Villamil diseña una obra compleja y ambiciosa, donde el egoísmo, el amor, el odio y la resiliencia se entrelazan en un tejido narrativo que, aunque a veces abarca demasiado, logra mantener al público enganchado. La autora utiliza el realismo y los afectos más primordiales para crear personajes con los que el público puede identificarse, a pesar de sus exageraciones.
Destacables interpretaciones por un elenco acertado
En lo que respeta a la dirección, Villamil captura la esencia de la vida cotidiana con autenticidad con elementos grotescos y melodramáticos. Los guiños a Pedro Almodóvar aparecen en la paleta de colores, en los excesos emocionales controlados y en esa capacidad para encontrar belleza en lo kitsch. Sin embargo, demuestra su parte creativa para dar su toque personal en cada escena, sobre todo cuando explora las dinámicas de poder entre madres e hijos, entre hermanas que se lastiman y se necesitan en igual medida.
El elenco brilla con luz propia. Matilde Campilongo transforma a Nora en una máquina de hacer reír sin perder la humanidad del personaje. Su trabajo con los tiempos cómicos resulta impecable, pero también sabe encontrar los momentos de vulnerabilidad que la vuelven tridimensional. Juan Tupac Soler compone un Román desafiante y quebradizo, un joven que oscila entre la arrogancia intelectual y el terror a su propia impotencia. Yanina Gruden se apropia de cada escena en la que aparece, con una Esperanza que transita entre la histeria y la lucidez con una naturalidad pasmosa.

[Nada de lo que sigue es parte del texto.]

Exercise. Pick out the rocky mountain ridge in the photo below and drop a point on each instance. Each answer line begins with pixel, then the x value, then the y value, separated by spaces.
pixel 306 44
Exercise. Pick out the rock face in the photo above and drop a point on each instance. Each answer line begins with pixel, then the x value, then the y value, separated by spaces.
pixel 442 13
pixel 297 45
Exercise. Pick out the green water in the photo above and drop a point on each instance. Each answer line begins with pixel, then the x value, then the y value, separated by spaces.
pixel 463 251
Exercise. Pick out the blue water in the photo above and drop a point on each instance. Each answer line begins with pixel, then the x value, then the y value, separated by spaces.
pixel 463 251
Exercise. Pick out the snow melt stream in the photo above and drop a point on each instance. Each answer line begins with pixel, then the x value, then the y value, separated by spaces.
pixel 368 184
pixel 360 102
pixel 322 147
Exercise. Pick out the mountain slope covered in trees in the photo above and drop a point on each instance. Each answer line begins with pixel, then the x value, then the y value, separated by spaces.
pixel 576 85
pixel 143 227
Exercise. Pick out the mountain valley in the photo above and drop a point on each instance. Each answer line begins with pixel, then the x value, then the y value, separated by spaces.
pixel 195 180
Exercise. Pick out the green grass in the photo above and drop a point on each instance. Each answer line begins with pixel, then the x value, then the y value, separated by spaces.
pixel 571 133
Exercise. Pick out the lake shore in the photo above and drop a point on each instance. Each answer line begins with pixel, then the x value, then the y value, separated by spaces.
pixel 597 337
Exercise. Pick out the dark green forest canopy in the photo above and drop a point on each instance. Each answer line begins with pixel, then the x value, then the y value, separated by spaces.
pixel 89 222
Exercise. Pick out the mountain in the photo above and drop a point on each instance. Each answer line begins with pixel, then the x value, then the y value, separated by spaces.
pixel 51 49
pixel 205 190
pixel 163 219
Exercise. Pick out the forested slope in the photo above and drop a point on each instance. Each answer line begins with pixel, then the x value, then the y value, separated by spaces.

Liliana Weimer dota a su personaje de una acidez tierna que conmueve sin caer en el sentimentalismo. Aldana Illán construye una Anna de sensualidad frágil, una mujer que parece a punto de quebrarse pero que encuentra fuerzas en los lugares más inesperados. Sergio Mayorquín aporta la cuota de lucidez poética que la obra necesita para no naufragar en su propio caos emocional.
Por otro lado, Rodrigo González Garillo diseña un espacio que funciona como metáfora visual del encierro emocional de los personajes. Así, el atelier del muerto se convierte en una trampa donde todos deben enfrentar sus fantasmas. La iluminación de Matías Sendón subraya los cambios anímicos sin caer en el efectismo, mientras que el vestuario de Paola Delgado define con precisión quirúrgica la personalidad de cada personaje. La música de Guadalupe Otheguy funciona como un personaje más, puntuando los momentos dramáticos sin invadir la escena.
La Vida Familiar en el Espejo del Teatro
La obra, con sus cien minutos de duración, por momentos se excede en su ambición narrativa. El texto intenta abarcar demasiados conflictos y hacia el final se percibe cierto agotamiento dramático. Sin embargo, el talento del elenco y la solidez de la propuesta escénica logran mantener la atención del público hasta el último minuto.
«Flores muertas» se inscribe en la mejor tradición del teatro independiente argentino: arriesgado, visceral, comprometido con una mirada sobre lo real que no teme mostrar la fealdad junto a la belleza. Villamil confirma su lugar como una de las voces más interesantes de la dramaturgia nacional, capaz de radiografiar las miserias familiares sin perder la compasión por sus criaturas. Una obra necesaria para entender cómo el amor y el daño conviven en ese espacio complejo que llamamos familia.